We have been using this in production for well over a year. About 300,000 files have been uploaded via this system. It is quite robust and reliable. The only notable bugs are that drag n drop doesn't work on IE and that Safari/Win has a bug with multi-select. Neither are bugs with the uploader but rather browser limitations.
I highly recommend it. We made it our default uploader, replacing both a java applet and Yui uploader. the drag and drop is awesome, as are the hooks for custom ui, pre-flighting, and error handling.
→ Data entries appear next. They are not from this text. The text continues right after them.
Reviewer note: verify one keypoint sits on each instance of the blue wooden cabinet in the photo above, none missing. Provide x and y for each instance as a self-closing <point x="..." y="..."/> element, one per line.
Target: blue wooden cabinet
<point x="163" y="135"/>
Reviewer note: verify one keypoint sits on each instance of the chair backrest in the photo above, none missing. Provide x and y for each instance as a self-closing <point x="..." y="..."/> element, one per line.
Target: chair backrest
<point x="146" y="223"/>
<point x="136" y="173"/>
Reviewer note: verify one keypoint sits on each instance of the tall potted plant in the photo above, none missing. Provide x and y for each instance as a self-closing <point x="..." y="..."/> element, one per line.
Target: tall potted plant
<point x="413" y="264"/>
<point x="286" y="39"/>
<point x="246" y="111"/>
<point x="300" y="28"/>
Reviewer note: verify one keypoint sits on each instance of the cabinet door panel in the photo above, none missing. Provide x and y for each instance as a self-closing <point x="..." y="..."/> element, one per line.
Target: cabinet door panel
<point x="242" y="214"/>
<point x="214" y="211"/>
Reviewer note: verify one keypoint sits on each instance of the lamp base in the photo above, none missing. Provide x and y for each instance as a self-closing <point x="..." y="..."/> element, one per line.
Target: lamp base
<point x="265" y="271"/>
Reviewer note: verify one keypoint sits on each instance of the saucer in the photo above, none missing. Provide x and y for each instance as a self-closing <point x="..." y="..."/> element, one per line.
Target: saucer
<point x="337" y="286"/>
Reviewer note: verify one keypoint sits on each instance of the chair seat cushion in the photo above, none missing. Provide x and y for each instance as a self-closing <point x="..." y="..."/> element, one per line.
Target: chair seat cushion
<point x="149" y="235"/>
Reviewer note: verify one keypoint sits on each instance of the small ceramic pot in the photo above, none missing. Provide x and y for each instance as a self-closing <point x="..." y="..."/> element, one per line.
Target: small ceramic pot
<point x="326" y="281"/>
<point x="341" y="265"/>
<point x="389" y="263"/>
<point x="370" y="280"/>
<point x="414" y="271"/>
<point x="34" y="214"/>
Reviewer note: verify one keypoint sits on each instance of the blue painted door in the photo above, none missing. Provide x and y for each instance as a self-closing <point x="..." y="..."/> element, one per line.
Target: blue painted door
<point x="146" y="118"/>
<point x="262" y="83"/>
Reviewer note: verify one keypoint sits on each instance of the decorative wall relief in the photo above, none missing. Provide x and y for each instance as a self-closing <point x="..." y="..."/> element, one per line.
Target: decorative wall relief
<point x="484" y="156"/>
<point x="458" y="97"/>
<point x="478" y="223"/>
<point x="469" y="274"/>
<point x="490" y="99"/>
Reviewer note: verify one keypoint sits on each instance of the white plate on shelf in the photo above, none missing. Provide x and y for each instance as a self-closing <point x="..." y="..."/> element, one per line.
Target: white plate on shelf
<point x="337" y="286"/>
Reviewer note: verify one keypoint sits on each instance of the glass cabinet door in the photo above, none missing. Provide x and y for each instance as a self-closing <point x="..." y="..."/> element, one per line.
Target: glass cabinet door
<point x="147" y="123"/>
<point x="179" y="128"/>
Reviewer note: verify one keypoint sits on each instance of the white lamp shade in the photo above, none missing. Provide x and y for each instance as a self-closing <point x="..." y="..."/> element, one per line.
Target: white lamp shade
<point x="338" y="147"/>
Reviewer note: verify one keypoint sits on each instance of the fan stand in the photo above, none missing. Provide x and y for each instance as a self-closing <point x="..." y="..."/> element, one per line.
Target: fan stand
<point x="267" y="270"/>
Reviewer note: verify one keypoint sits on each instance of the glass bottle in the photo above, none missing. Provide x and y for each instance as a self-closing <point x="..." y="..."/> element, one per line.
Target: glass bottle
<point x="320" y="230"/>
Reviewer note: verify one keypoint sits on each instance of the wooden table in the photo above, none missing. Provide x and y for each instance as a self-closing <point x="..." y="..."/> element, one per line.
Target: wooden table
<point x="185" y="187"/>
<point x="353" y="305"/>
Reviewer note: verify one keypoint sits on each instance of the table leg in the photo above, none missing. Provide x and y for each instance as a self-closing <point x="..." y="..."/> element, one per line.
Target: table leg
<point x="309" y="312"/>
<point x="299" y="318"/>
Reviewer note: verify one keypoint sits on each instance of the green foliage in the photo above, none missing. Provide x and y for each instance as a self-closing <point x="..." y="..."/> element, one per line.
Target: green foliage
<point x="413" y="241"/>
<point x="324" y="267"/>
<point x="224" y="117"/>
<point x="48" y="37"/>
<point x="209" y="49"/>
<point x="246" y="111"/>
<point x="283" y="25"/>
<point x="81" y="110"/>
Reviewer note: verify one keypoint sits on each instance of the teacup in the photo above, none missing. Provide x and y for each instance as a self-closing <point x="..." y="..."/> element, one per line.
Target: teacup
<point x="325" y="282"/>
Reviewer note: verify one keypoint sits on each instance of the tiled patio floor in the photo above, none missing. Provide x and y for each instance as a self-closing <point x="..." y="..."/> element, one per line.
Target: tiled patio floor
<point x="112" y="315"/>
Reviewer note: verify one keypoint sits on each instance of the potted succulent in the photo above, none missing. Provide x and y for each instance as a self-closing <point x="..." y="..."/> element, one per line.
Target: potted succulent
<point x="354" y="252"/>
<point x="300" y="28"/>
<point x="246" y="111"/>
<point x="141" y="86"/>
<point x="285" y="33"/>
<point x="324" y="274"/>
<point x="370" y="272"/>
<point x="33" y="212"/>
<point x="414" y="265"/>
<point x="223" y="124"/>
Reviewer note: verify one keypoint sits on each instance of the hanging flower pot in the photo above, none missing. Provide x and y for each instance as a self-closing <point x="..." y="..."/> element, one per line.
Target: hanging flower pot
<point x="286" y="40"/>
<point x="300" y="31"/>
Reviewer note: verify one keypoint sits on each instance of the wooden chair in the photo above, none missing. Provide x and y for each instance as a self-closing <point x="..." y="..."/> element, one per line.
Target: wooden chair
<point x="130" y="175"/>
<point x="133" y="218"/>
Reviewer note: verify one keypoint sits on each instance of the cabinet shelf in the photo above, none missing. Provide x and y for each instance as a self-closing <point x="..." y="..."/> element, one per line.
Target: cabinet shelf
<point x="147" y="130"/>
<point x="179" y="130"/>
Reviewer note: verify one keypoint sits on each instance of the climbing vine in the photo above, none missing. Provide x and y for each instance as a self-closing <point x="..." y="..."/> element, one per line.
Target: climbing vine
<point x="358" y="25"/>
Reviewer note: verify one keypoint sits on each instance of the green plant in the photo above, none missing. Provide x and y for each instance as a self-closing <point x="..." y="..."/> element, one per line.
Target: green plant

I worked with this as well and supporting IE7 can be very tricky. While it works really well for successful file uploads, if you're anticipating to return any type of error response (ex: 400, "invalid file type") then you'll need to add some workarounds to your server code and the iframe-transport file that comes with this. Primarily you'll need the following two adjustments:
* Your response must be at least 512 characters (we added white space padding to our JSON response). This is because IE overrides any 400-500 response with its friendly error messages unless you provide at least 512 characters of data. If you don't do this you'll get a cross site scripting error (because you'd be trying to read in the friendly error page, which is not on your domain)
* You'll need to add the response code in your response text because there's no way (please correct me if I'm wrong) to read the http status of a loaded page's headers in an iframe. You'll then need to modify the iframe-transport to read in the status code from your response text and make the appropriate ajax calls in jQuery.
This is obviously quite a bit hacky (and took me forever to figure out). Let me know if anyone else has any insight into this. I'll probably write this up in more detail in a blog post to come.
I highly recommend it. We made it our default uploader, replacing both a java applet and Yui uploader. the drag and drop is awesome, as are the hooks for custom ui, pre-flighting, and error handling.